High rises raise ecological concerns
High rises raise ecological concerns
A Jayaprakash Kovilloor
The high rises are creating in the real estate holdings a kind of compulsive psychological urge to acquire more and more. For the real estate giants, these lands are future harvesting grounds of unlimited fortune.
THE NUMBER of people who complain of respiratory, allergic and cancer symptoms is on the rise these days. There are many hailing from rural and semi-urban areas who complain that their normal life and physical well-being has been constantly threatened by the real estate holdings who raise villa, apartments, even integrated township projects in the suburban, semi-urban and even in rural landscapes.
The sound and fury, with which modern construction tools like concrete mixers, cranes, lift, crushers, earth movers and land levellers, take on the normal life of common man. The real estate boom is taking a serious toll on people who have nothing to do with the benefits of this so-called boom. Actually these people bear the brunt, and the affluent section of the society that comes to occupy these finished real estate products simply denies a greater section of the society their natural right for an ordinary peaceful life.
Apart from the health concerns, they are increasingly being put to many social and existential pressures. The groundwater reserves they have had for generations have started showing signs of receding, and many wells in the semi-urban and rural areas have started showing signs of drying up. The green cover, which they have maintained for ages, has already started vanishing. Along with that have gone by innumerable varieties of native and migratory birds and their habitats. Instead of cool winds, what these people now get is dust storm carrying cement; fine granite, ceramic and sand particles. Not to speak of the toxic paint and paste particles that gets mixed with the otherwise refreshing air.
The social life of the people is increasingly pressurised to adjust with a culture of carelessness, which in turn makes them sit and ponder over shifting to the fringes of their villages. This is a kind of forced displacement. The voice and concerns of these poor folks are hardly heard in the circles of power, and if one or two such voices happen to react, money, muscle, blackmail and politics ruthlessly crush them.
Many villagers have opted for outright selling of their property for whatever these mafias offer. They go packing to outer and still outer spaces of the land, exerting more pressure on the environment by way of further occupation of pristine soil and further removal of green covers. Thus our lush green God’s own landscape is getting occupied by concrete estates and jungles.

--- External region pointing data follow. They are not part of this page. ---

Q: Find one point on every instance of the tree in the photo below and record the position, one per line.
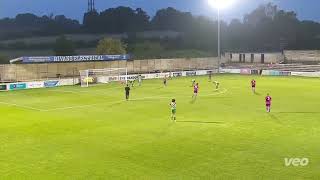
(64, 47)
(111, 47)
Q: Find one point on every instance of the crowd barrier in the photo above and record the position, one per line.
(73, 81)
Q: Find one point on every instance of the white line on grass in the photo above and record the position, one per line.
(21, 106)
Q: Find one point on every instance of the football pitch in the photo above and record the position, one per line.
(93, 133)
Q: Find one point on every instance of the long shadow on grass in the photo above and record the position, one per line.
(310, 112)
(200, 122)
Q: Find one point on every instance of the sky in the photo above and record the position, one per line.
(306, 9)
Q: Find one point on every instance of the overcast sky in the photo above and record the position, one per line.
(306, 9)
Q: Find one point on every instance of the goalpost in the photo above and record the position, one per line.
(96, 76)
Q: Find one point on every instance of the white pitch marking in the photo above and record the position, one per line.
(21, 106)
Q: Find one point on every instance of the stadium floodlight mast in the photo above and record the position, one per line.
(219, 5)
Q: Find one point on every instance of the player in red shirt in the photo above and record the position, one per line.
(195, 91)
(268, 102)
(253, 85)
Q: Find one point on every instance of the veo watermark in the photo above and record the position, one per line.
(296, 162)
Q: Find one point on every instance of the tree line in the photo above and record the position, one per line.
(267, 28)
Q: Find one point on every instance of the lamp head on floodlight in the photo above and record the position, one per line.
(220, 4)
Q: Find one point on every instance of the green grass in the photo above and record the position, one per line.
(223, 135)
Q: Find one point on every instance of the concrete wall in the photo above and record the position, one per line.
(29, 72)
(256, 57)
(302, 56)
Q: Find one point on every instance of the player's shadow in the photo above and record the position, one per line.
(193, 100)
(200, 122)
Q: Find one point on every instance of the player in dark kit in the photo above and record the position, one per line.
(127, 90)
(165, 81)
(268, 103)
(195, 91)
(253, 85)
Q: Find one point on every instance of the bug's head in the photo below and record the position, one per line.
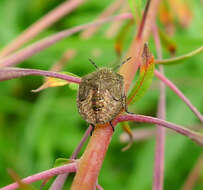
(93, 63)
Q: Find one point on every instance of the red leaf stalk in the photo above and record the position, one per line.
(92, 159)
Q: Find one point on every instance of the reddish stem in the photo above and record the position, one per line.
(160, 136)
(59, 181)
(43, 175)
(92, 159)
(179, 93)
(40, 25)
(47, 42)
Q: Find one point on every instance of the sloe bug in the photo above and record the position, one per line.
(101, 96)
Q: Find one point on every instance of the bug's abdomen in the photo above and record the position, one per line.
(99, 107)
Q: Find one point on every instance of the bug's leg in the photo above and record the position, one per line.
(112, 126)
(126, 107)
(93, 127)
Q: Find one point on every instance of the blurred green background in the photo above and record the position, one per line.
(37, 128)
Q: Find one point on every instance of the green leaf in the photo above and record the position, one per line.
(54, 82)
(136, 7)
(143, 83)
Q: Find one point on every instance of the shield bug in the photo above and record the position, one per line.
(101, 96)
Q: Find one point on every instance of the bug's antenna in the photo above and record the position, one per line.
(126, 60)
(122, 63)
(93, 63)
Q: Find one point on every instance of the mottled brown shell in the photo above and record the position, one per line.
(101, 96)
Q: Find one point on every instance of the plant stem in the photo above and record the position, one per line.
(179, 93)
(92, 159)
(47, 42)
(196, 137)
(43, 175)
(160, 136)
(59, 181)
(39, 26)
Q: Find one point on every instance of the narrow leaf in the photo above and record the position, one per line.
(54, 82)
(127, 129)
(145, 77)
(20, 183)
(7, 73)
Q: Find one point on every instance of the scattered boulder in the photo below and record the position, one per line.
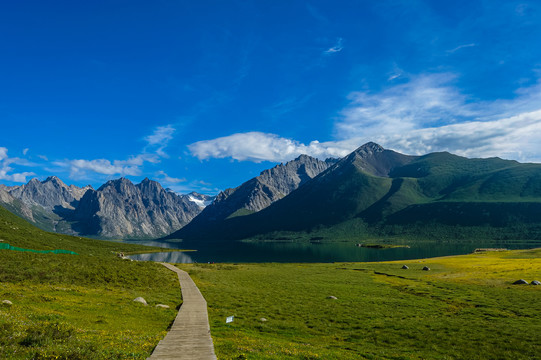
(141, 300)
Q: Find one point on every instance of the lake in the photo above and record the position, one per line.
(240, 252)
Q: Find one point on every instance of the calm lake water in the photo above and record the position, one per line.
(311, 252)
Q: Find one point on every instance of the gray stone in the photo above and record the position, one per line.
(520, 282)
(140, 300)
(258, 193)
(122, 209)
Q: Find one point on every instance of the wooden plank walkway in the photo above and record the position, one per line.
(189, 337)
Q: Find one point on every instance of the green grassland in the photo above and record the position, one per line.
(79, 306)
(465, 307)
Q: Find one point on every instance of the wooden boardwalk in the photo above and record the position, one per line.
(189, 337)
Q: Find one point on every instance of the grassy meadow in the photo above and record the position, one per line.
(79, 306)
(465, 307)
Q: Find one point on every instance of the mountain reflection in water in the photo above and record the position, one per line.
(176, 257)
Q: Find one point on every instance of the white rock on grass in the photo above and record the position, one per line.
(141, 300)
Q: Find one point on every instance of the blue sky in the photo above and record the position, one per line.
(203, 95)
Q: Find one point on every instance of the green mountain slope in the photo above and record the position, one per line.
(374, 191)
(20, 233)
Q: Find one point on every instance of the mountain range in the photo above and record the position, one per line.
(118, 209)
(121, 209)
(379, 192)
(372, 192)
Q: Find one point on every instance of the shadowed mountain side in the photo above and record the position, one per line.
(121, 209)
(260, 192)
(381, 188)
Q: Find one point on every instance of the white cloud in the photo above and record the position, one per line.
(159, 139)
(336, 48)
(461, 47)
(257, 147)
(79, 167)
(429, 114)
(424, 115)
(424, 101)
(168, 179)
(515, 137)
(6, 169)
(3, 153)
(160, 135)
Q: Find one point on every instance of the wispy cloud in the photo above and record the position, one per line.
(336, 48)
(6, 171)
(80, 168)
(169, 180)
(258, 147)
(159, 139)
(426, 114)
(461, 47)
(430, 114)
(286, 106)
(133, 165)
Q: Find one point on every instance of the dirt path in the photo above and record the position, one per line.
(189, 337)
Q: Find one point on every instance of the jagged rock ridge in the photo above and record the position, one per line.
(121, 209)
(260, 192)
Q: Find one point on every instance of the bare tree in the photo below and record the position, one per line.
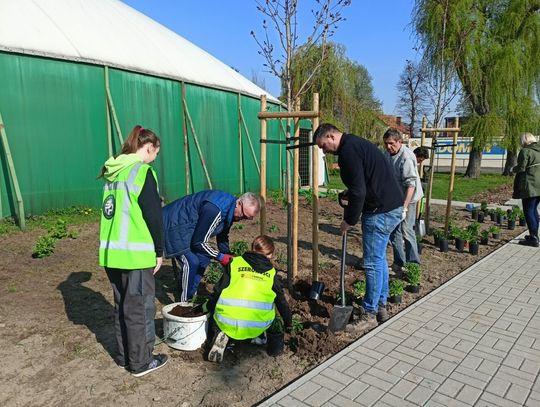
(281, 17)
(411, 94)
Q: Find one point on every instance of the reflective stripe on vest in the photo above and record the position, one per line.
(245, 309)
(118, 251)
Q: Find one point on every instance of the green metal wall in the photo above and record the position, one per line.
(55, 118)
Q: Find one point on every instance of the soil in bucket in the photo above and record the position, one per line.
(186, 332)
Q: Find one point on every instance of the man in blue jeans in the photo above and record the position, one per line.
(373, 193)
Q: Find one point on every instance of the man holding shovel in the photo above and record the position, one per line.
(374, 194)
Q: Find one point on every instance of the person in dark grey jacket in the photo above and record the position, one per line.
(527, 185)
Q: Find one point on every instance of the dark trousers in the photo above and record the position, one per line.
(188, 274)
(530, 208)
(134, 310)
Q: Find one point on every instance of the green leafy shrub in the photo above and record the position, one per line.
(239, 248)
(413, 272)
(396, 287)
(298, 326)
(44, 246)
(277, 326)
(359, 288)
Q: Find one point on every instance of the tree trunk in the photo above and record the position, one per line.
(475, 160)
(511, 162)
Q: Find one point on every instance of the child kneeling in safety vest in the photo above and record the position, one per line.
(246, 295)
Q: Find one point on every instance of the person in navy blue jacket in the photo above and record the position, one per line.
(189, 224)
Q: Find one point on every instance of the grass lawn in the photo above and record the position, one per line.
(463, 187)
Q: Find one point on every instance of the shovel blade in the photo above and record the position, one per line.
(340, 318)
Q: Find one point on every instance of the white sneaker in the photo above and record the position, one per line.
(218, 347)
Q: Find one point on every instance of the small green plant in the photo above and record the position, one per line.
(413, 273)
(276, 327)
(239, 248)
(44, 246)
(396, 287)
(298, 326)
(359, 288)
(213, 273)
(273, 228)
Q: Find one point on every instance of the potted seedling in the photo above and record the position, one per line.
(395, 290)
(495, 231)
(473, 245)
(512, 216)
(419, 244)
(413, 273)
(275, 337)
(359, 290)
(484, 237)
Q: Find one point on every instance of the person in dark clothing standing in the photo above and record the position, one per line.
(191, 221)
(244, 298)
(131, 248)
(527, 185)
(374, 194)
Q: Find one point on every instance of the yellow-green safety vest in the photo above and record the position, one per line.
(125, 241)
(245, 308)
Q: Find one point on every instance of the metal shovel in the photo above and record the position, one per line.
(342, 313)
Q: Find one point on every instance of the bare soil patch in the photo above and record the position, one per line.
(56, 324)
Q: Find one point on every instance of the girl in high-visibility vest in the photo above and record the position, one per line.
(131, 248)
(247, 295)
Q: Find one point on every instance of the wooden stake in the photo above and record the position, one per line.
(263, 167)
(452, 176)
(315, 196)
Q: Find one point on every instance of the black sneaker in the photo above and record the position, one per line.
(218, 347)
(158, 362)
(382, 315)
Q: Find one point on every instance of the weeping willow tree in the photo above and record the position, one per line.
(492, 47)
(345, 89)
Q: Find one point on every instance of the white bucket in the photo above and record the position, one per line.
(183, 333)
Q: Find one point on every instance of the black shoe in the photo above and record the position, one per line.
(529, 242)
(218, 347)
(158, 362)
(382, 315)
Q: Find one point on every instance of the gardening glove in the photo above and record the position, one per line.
(225, 260)
(404, 214)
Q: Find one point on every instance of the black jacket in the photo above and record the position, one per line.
(260, 264)
(369, 177)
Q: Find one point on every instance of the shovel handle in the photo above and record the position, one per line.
(342, 271)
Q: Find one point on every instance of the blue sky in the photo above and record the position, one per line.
(376, 34)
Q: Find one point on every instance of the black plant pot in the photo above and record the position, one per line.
(274, 343)
(443, 245)
(395, 299)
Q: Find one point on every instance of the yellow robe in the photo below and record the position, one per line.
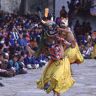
(58, 75)
(94, 52)
(74, 55)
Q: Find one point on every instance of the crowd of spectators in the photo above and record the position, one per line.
(20, 37)
(84, 36)
(19, 40)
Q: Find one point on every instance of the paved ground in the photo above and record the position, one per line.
(24, 85)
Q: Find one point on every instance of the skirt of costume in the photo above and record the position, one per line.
(74, 55)
(57, 76)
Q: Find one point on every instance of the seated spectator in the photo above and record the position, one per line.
(63, 12)
(22, 41)
(30, 61)
(22, 69)
(14, 65)
(3, 68)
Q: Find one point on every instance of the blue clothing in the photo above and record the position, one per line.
(22, 42)
(11, 64)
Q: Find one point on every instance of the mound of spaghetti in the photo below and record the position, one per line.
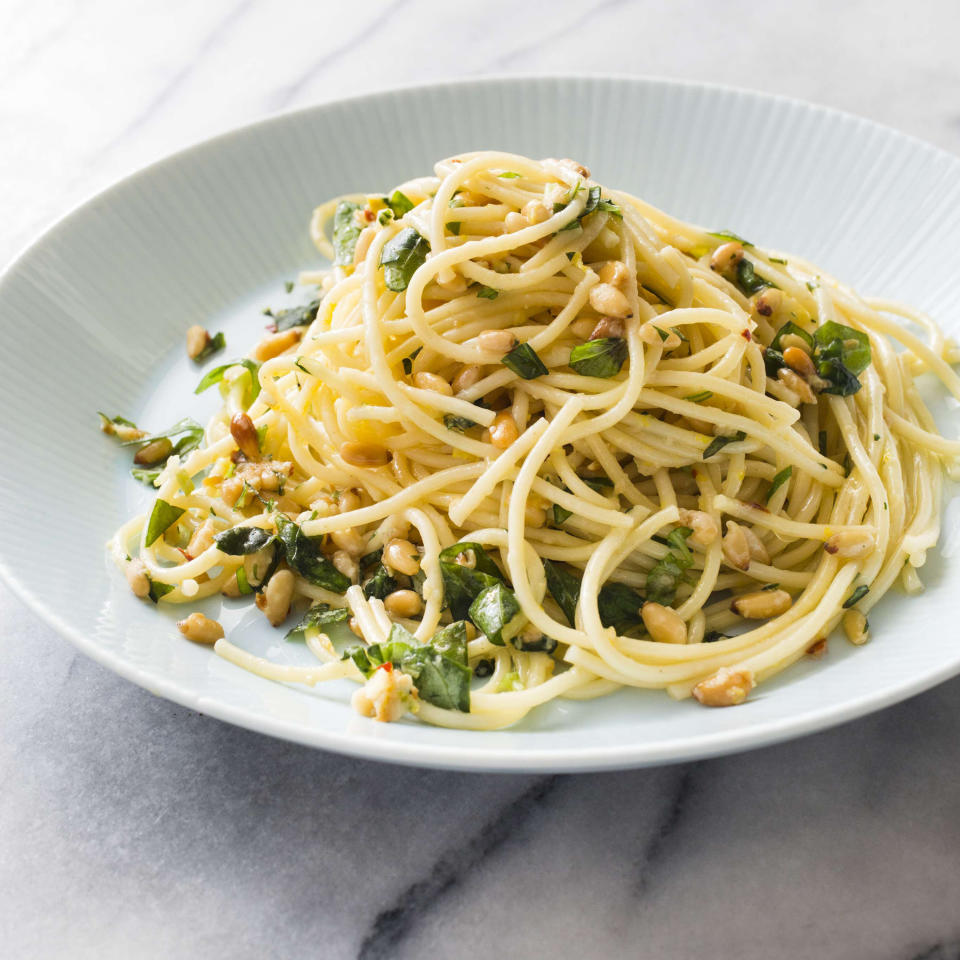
(532, 438)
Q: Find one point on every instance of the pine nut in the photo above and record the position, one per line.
(762, 604)
(197, 340)
(431, 381)
(200, 629)
(153, 453)
(403, 603)
(274, 345)
(607, 300)
(606, 327)
(799, 360)
(467, 377)
(503, 430)
(726, 688)
(402, 556)
(275, 598)
(663, 623)
(736, 547)
(138, 578)
(726, 256)
(364, 454)
(244, 434)
(851, 544)
(856, 628)
(496, 341)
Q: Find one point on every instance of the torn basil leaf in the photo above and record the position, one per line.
(401, 257)
(163, 516)
(525, 362)
(599, 358)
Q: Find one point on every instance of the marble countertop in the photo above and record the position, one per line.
(131, 827)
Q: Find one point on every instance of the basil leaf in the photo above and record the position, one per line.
(163, 516)
(564, 587)
(301, 316)
(217, 342)
(321, 616)
(240, 541)
(304, 557)
(492, 609)
(778, 481)
(524, 361)
(599, 358)
(718, 443)
(216, 375)
(380, 584)
(401, 257)
(346, 230)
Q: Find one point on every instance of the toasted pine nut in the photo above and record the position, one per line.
(851, 544)
(402, 556)
(726, 256)
(496, 341)
(503, 430)
(856, 628)
(767, 302)
(274, 600)
(431, 381)
(535, 211)
(275, 344)
(706, 527)
(796, 383)
(364, 454)
(736, 547)
(762, 604)
(606, 327)
(403, 603)
(466, 378)
(663, 624)
(758, 549)
(197, 340)
(138, 578)
(615, 272)
(799, 360)
(153, 453)
(608, 300)
(245, 436)
(200, 629)
(726, 688)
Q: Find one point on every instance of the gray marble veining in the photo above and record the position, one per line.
(130, 827)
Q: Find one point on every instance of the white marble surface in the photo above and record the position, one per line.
(130, 827)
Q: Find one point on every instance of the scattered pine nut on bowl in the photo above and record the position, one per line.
(526, 437)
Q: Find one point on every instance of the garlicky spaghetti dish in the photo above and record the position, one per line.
(532, 438)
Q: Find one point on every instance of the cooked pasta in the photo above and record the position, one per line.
(533, 438)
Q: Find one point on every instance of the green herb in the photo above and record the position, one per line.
(303, 557)
(380, 584)
(401, 257)
(319, 616)
(524, 361)
(216, 375)
(301, 316)
(718, 443)
(240, 541)
(492, 609)
(778, 481)
(856, 596)
(346, 229)
(599, 358)
(399, 203)
(163, 516)
(217, 342)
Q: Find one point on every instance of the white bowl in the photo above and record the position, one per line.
(94, 315)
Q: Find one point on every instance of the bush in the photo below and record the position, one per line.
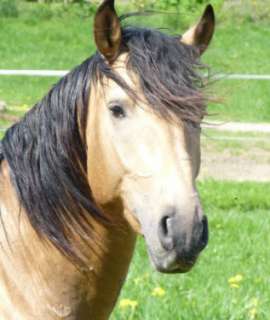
(8, 8)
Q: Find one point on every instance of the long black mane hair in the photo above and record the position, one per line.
(46, 151)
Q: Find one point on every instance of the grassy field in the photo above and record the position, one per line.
(230, 281)
(63, 41)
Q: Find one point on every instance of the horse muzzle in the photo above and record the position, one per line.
(180, 243)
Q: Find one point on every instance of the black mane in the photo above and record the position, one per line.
(46, 150)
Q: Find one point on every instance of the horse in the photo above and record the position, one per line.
(110, 153)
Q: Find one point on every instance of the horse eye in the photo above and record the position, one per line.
(118, 111)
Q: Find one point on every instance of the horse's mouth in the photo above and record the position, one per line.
(171, 264)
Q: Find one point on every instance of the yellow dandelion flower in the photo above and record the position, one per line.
(158, 292)
(254, 302)
(234, 282)
(252, 313)
(128, 303)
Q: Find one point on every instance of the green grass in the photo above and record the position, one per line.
(65, 40)
(239, 238)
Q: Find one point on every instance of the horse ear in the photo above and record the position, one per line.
(201, 34)
(107, 31)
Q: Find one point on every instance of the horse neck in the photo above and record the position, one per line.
(37, 281)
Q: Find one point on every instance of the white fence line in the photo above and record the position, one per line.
(34, 73)
(60, 73)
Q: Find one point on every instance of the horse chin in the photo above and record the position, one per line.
(171, 264)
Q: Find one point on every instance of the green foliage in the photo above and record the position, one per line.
(8, 8)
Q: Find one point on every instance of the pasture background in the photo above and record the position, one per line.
(231, 280)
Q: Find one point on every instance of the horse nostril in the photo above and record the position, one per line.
(166, 233)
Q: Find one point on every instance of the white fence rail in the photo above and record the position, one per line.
(60, 73)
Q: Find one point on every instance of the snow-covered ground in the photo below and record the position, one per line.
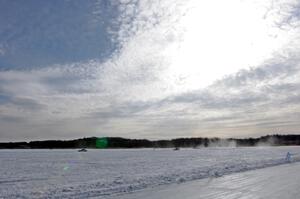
(273, 182)
(115, 173)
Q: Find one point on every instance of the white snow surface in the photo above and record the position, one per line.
(114, 172)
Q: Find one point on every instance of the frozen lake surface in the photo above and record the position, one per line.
(109, 173)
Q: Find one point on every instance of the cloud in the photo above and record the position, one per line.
(130, 92)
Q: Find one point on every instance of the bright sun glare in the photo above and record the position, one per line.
(220, 38)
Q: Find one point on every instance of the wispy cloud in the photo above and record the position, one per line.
(131, 92)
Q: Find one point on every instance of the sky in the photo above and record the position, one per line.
(154, 69)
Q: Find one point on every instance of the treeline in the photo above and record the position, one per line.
(115, 142)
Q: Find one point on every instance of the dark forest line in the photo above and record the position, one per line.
(117, 142)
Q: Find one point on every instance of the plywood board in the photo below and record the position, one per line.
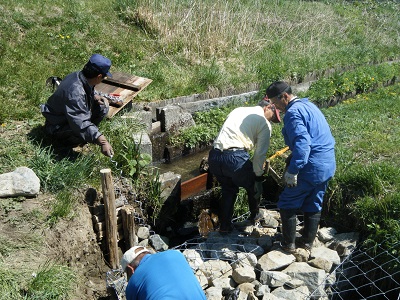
(126, 85)
(194, 186)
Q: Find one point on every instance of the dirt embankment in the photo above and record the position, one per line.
(72, 242)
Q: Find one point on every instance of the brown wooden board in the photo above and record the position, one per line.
(193, 186)
(124, 85)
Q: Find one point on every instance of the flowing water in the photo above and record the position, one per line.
(187, 166)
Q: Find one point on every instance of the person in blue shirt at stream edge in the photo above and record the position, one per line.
(310, 166)
(161, 275)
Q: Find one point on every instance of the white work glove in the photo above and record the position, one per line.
(258, 187)
(106, 148)
(290, 179)
(102, 101)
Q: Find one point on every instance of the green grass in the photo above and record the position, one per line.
(190, 47)
(186, 47)
(49, 282)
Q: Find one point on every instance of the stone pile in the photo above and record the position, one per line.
(249, 264)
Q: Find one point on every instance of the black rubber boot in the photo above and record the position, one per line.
(311, 223)
(289, 220)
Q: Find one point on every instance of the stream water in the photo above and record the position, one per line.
(187, 166)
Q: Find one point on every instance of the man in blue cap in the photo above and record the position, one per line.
(310, 166)
(162, 275)
(74, 112)
(245, 129)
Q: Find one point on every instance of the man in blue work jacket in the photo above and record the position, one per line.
(311, 166)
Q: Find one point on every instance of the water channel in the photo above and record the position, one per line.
(187, 166)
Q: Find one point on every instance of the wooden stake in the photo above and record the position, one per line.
(128, 224)
(110, 217)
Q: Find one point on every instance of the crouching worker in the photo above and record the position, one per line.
(162, 275)
(245, 129)
(74, 112)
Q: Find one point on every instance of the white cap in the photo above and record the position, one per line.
(130, 255)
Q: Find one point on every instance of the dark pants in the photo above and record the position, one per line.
(233, 169)
(65, 136)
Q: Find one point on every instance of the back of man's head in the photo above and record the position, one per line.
(130, 255)
(97, 64)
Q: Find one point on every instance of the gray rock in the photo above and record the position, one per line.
(313, 278)
(143, 233)
(274, 278)
(21, 182)
(326, 254)
(325, 234)
(344, 243)
(213, 293)
(193, 258)
(158, 242)
(297, 293)
(243, 274)
(274, 260)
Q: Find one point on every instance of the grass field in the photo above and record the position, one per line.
(189, 47)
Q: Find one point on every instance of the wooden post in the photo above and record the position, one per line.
(128, 224)
(110, 217)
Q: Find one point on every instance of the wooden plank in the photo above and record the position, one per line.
(193, 186)
(126, 93)
(111, 217)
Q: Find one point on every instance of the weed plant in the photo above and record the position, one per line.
(186, 47)
(51, 282)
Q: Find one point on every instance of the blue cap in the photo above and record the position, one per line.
(100, 63)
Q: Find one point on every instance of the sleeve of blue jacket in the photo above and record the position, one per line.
(298, 139)
(308, 135)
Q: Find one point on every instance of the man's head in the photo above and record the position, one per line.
(132, 257)
(97, 65)
(270, 111)
(279, 93)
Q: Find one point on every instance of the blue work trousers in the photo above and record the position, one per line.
(233, 169)
(305, 196)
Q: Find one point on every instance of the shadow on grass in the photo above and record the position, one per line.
(39, 137)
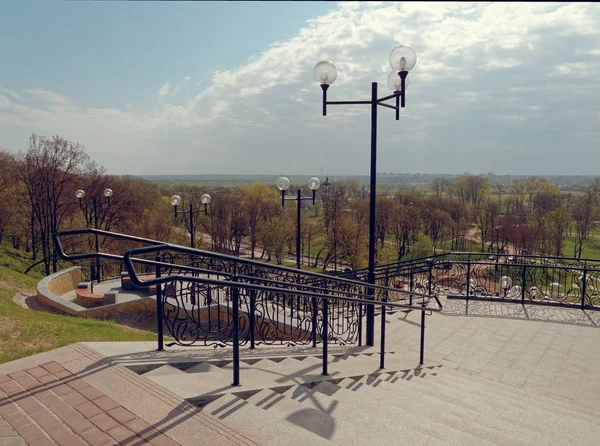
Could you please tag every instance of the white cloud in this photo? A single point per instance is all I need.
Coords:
(484, 70)
(164, 91)
(48, 96)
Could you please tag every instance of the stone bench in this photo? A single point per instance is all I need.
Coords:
(127, 284)
(87, 299)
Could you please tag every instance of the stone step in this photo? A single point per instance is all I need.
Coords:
(313, 420)
(204, 367)
(164, 370)
(501, 413)
(394, 420)
(459, 420)
(248, 419)
(479, 385)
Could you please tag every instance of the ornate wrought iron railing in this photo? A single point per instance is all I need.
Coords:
(515, 278)
(210, 299)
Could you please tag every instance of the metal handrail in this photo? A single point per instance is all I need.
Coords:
(161, 246)
(236, 282)
(129, 261)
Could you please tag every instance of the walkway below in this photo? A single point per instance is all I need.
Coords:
(73, 396)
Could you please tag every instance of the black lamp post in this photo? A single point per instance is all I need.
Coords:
(283, 184)
(95, 205)
(402, 59)
(176, 201)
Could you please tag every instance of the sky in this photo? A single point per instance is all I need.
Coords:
(152, 88)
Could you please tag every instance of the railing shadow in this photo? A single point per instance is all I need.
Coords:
(516, 310)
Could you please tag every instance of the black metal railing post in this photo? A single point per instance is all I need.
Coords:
(159, 309)
(429, 279)
(382, 346)
(523, 284)
(252, 317)
(325, 333)
(468, 278)
(315, 311)
(584, 287)
(422, 334)
(360, 313)
(411, 285)
(236, 334)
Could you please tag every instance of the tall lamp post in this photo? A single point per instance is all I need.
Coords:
(95, 205)
(402, 59)
(283, 184)
(176, 201)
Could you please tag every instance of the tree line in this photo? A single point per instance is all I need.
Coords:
(37, 198)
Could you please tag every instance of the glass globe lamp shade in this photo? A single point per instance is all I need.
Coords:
(283, 184)
(314, 183)
(505, 282)
(395, 83)
(403, 58)
(325, 72)
(205, 198)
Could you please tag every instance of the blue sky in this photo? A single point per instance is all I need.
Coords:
(227, 87)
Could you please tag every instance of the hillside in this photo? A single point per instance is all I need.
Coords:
(24, 331)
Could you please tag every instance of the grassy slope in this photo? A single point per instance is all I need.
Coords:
(25, 332)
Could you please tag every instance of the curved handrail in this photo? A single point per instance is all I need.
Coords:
(129, 260)
(161, 246)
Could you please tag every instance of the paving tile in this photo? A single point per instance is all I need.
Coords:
(63, 374)
(44, 418)
(63, 435)
(95, 437)
(91, 393)
(14, 441)
(74, 399)
(47, 379)
(121, 414)
(104, 422)
(63, 411)
(42, 442)
(78, 384)
(138, 425)
(7, 407)
(105, 403)
(78, 423)
(49, 399)
(123, 435)
(12, 388)
(37, 372)
(29, 405)
(7, 432)
(17, 375)
(28, 382)
(16, 420)
(62, 389)
(162, 440)
(53, 367)
(30, 432)
(88, 409)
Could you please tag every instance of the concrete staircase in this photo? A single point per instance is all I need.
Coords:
(286, 401)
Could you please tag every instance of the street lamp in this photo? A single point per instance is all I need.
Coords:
(505, 283)
(95, 203)
(283, 184)
(402, 59)
(176, 201)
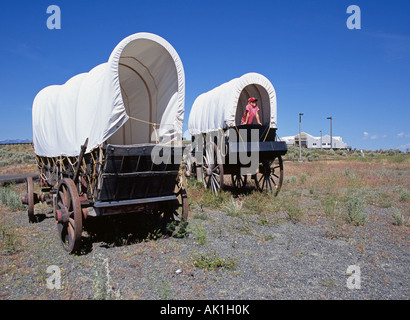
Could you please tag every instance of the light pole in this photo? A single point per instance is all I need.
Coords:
(300, 138)
(331, 134)
(320, 140)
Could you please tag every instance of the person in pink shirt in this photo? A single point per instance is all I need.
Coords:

This situation develops a psychological disorder in the hunter and the hunted. It creates in the hunter, the real estate holdings, a kind of ‘compulsive annexing psychosis’. They get frenzied when met with property worth millions being held by the less privileged in the society. What they do to solve this compulsive disorder is this: they simply approach the poor families and offer unimaginable prices for those stretches and patches of pristine lands they hold. For these people, the amount offered sounds like a fortune. For the real estate giants, these lands are future harvesting grounds of unlimited fortune. The psychological disorder faced by the hunted, the population that gets ousted, is called ‘forceful relocating syndrome’. The big bulldozes the small and the latter gets run over, and the former rules over the land forever. This is the beginning of an end, an ecological conundrum.
This is nothing short of a disaster in the offing. It is a concern that touches upon health indices, ground water table, green cover, power grid, temperature rise, free flow of pure air and the aesthetics of a landscape, to mention a very few. The ecological imbalance it creates is powerful enough to keep the people of a place run for life. Are real estates adding anything real to the masses? They really scare the place and the people while they go caring for the luxuries of the nouveau riche. Therefore, real citizens, resist this real estate assault. Don’t look at governments and their corporation and local agencies. They are governed more by private will than by the vox populi, the voice of the people.